Combined with my Tuesday and Thursday commitments, my Sunday schedule means that I’m working two evenings a week most weeks. I firmly believe that limiting the number of evening commitments is a critical factor in preventing clergy burnout (although if you do your best work in the evening, you are a far better person than I), and any work-related evening commitment that requires me going above three for that week is met with a polite, but automatic, “No, thank you.”

This “typical week” also doesn’t include big annual events—I know, for instance, that during Vacation Bible School next summer my life will be a complete slapstick comedy of nonstop proportions—or the sorts of things like emergencies and unanticipated interruptions that will always keep parish ministry from ever being a punch-the-clock, nine-to-five gig.

There are also some dimensions here that need to be addressed someday in another post--namely, the economics of bi-vocational work in a field that traditionally requires a master's degree. A big reason I can do this right now is because I'm part of a two-income household, and I know that with the interim tag, this is a temporary rather than permanent arrangement. Pastors who are not may not be able to sustainably minister bi-vocationally, especially if they have substantial student loan debt from their undergraduate or seminary degrees. Churches and denominations need to be addressing this financial reality with more urgency than they have been.

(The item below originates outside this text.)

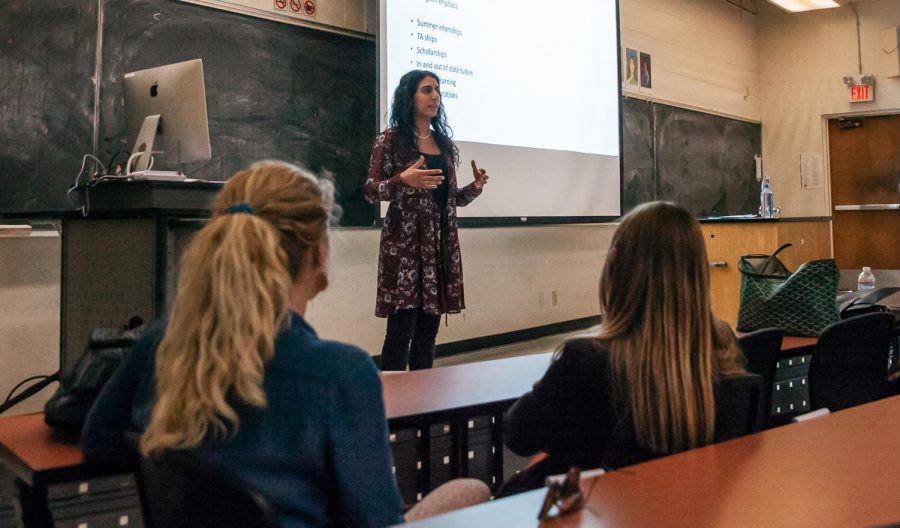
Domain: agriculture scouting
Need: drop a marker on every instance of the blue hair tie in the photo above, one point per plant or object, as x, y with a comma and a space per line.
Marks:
239, 208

Temporally, though, the good thing about not being full-time, is that I always have at least one Sunday morning off per month so that Carrie and I can just sit together in worship, or even have a quiet morning at home if we want. And after all is said and done, I usually get in the equivalent of two full workdays to spend on my writing, which is similar to when I wrote Oregon Trail Theology, except that one of those days spent on OTT was almost always one of my “days off” rather than during a workday like Monday. In essence, I’ve gone from working full time-plus to working just full time. This has been a vital change over the past couple of months for Carrie and me, especially after having heard so many stories of pain and hurt from pastors’ spouses and pastors’ kids who understandably resented the church for taking away so much quality time with their spouse/parent.

And because of that, I wouldn't apologize for not working beyond my stated average of 20-25 hours per week, just as I didn't apologize for not working more than 45 or so hours most weeks at Longview. I’m still only 32, and ordained ministry is a marathon, not a sprint. I want to still be writing, preaching, and teaching 30 years from now, and how I schedule my week can help me to do that—or not. I still get to choose whether or not to fall into the trap of fetishizing busyness and burnout.

All that said, I also imagine that I’ll need to keep tweaking this system in the future—I’ve got a kid on the way any day now after all—but part of the appeal of this position was its flexibility to allow me to be a stay-at-home dad for a couple of weekdays each week. I think that quality time with one’s children and spouse is so vital, and I think this schedule will help me meet that need.